Well, I’m here to tell you that you may be out of luck, whether your thrill of choice is MDMA, LSD, or psilocybin.

You Can Only Get It at the Office

If you’re planning on snagging some magic-shroom dust from your dorm homie, or pocketing a couple of pharmie-grade molly pills from your parents’ medicine cabinet – that ain’t gonna happen.  

Dr. Marcela Ot’alora leads one of the largest MDMA-assisted psychotherapy research groups in the U.S. In an email, she told Rooster that the general public won’t have easy access to the drug.

“As a prescription for PTSD,” Ot’alora wrote, “MDMA will not be a medicine that you can get at your local pharmacy.” 

Instead, the therapist will administer a single dose – and only a single dose – for a single talk therapy session. The patient will take the MDMA, LSD, or psilocybin prior to the session, and that’s it. No month supply bottle, no surplus to stow away for a rainy day.

Your Entire High Will Be Spent in the Office

LSD, psilocybin, and MDMA are known for generating long-lasting heady experiences, sometimes  peaking for a solid six to nine hours.
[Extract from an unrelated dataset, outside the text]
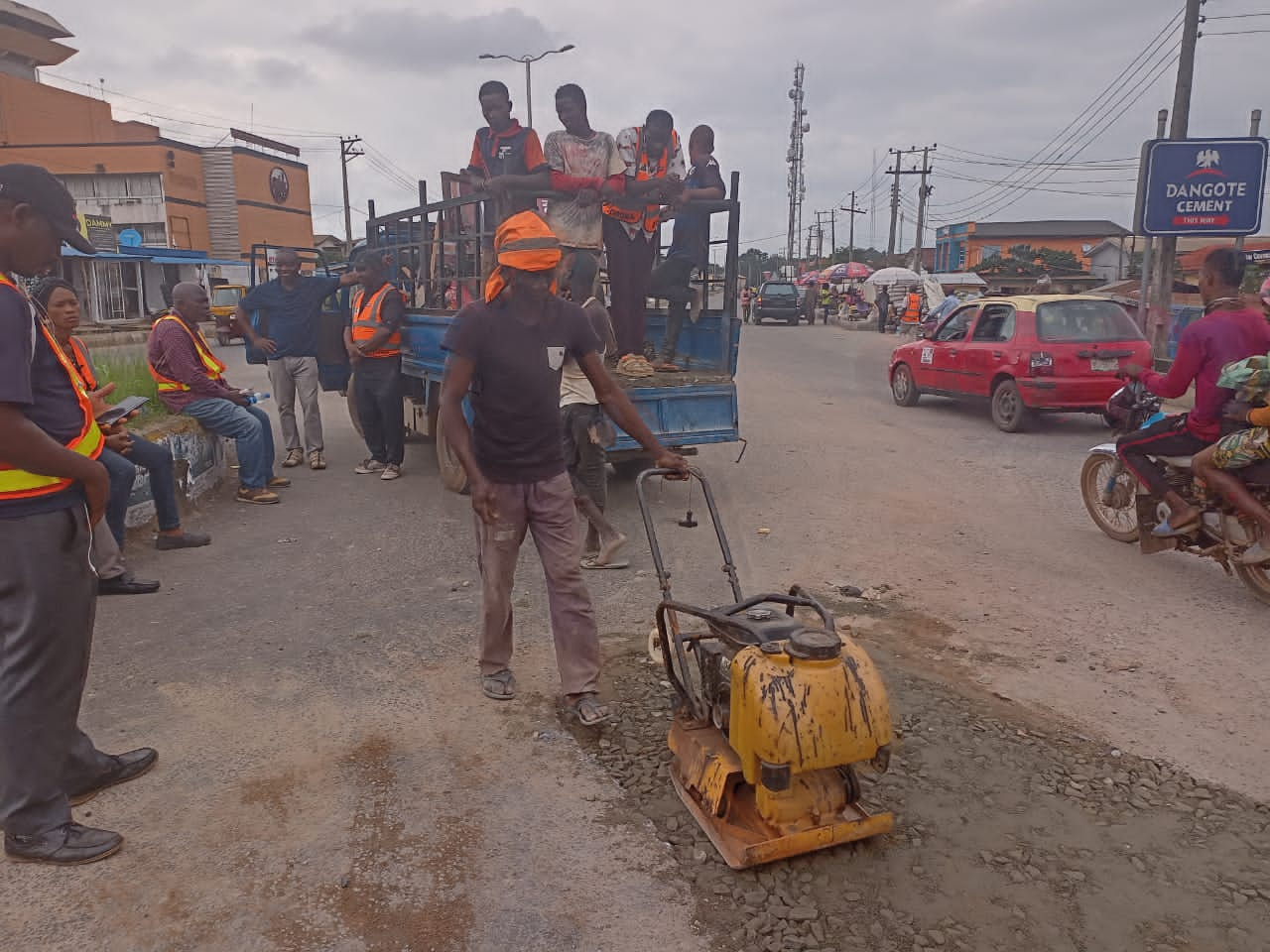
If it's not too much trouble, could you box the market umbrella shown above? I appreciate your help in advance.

Since most talk therapies only last an hour or two, that means you can probably just scoot off to that Friday night rager right after you get lit at the clinic, right?

Again, not so fast. 

Dr. George Greer is the president of the Heffter Research Institute, a medical research group that’s experimenting with psilocybin-assisted psychotherapy. In an email, he explained that, unlike MDMA-assisted therapy, a patient won’t engage in talk therapy once the psilocybin kicks in.

“The dose is high enough to make it difficult to participate in coherent dialogue,” he wrote. “But there is a lot of talk therapy before and after, including at the end of the session day after the psilocybin has mostly worn off.” 

In other words, while you’re tripping balls, you’ll be chilling at the clinic, not in your bedroom under the multicolored bubble projector. Then you’ll have to stay after coming down so you can tell your therapist all about the tsunami of epiphanies you encountered. 

You’ll Probably Have to Spend the Night – at the Office

Even if you wanted to skip out of, or escape from, the clinic before your designated time, it’s unlikely. 

Only one doctor can currently dole out LSD to his patients, and that doctor is Switzerland’s Peter Gasser. In 2014, he coauthored a paper with researchers from MAPS, detailing how he conducted his LSD-assisted sessions. In every case, the only party the patient could expect was a slumber party.

Gasser wrote, “Other than going to the bathroom, the participants remained in the treatment room for the entire 8-hour experimental session and overnight with an attendant nearby.” 

Not exactly the kind of slumber party with pillow fights, either, unless the nearby attendant happened to be feeling especially frisky.

Overnight stays at the clinic are required with MDMA as well. Ot’alora mentioned that, like with Gasser’s LSD treatments, “participants spend the night at the site with a night attendant” after taking MDMA. Until the drug completely wears off, the subject doesn’t leave. 

Taxis and ridesharing services are also out of the question, since laws prevent them from picking up intoxicated patients. 

The Goal is Treatment, Not Treats

If all of this sounds like a bummer, that’s the point. Although the FDA wouldn’t comment on how these drugs would be dished out, the researchers who’ve actually been working with these compounds said the strict controls were intentional. They don’t want Chad McLightweight abusing these drugs, especially outside of a monitored, controlled setting. 

Will it always be this way? No one can say for sure. In the 1990s, when medical cannabis became law in California, only patients dying of AIDS or cancer could legally access weed. Two decades later, anyone over 21 can buy or grow weed in Cali, healthy or sick. 

Regardless, it’s not fair to call legit medicine “boring.” Making progress on mental health and overcoming trauma could hardly be described as dull. But until group sessions, play therapy, and custom Pandora playlists become acceptable aspects of psychedelic treatments, the process will feel clinical, and, for some debaucherous individuals, sterile, even.